By the time the Museum of Modern Art held their landmark 1936 exhibition on Surrealism, Walter Quirt was already defining his approach to Surrealism that had been displayed first as early as 1933. Quirt’s attitude was that Salvador Dali and others had not taken full advantage of the possibilities that Surrealism offered, and that artists using free association to explore the language of emotions on problems the public feels but has not the means for projecting into actualities was a positive move. (2)
Quirt’s painting reflects a subliminal consciousness that is based in Hegelian theories of metaphysics and psychoanalysis, and James Joyce literature. (3) Quirt’s dreams supplied this disturbing theatrical imagery of interlacing color and distorted clown figures. Given Quirt’s previous tendency toward social commentary and the current events of World War II, his paintings could be interpreted as a discourse on the problems of the era, but more likely was one such as those described in the early 1940s as enigmatic.
Quirt's style shifted late in his New York career when he abandoned the social realist politics and imagery that had dominated his early years as an artist and activist. One possible source for this new manner of imagery after the social realism that had dominated his earlier career might have been Roberto Matta’s first one-person exhibition at Julien Levy Gallery in 1940. Almost certainly, Quirt would have seen these paintings that incorporated staining, overlays, wiping, lines of straight and smeared character and multi-faceted forms. (4)

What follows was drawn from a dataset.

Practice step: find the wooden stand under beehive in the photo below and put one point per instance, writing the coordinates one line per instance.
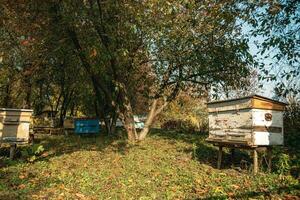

Many of Quirt’s paintings of this period follow this active and colorful format. Quirt’s painting shows fragmented, sometimes “harlequin-esque” figures. In doing so, he makes a uniquely American Surreal picture that, at the same time, resonates with the work of many European émigrés who had recently fled to America to escape Nazi persecution.
1. Some of the biographical information is gleaned from The City as a Source for Artists (New York: D. Wigmore Fine Art Inc., 2001), p. 34.
2. Oliver W. Larkin, Art and Life in America (New York: Holt, Rinehart and Winston, revised edition, 1960), 454.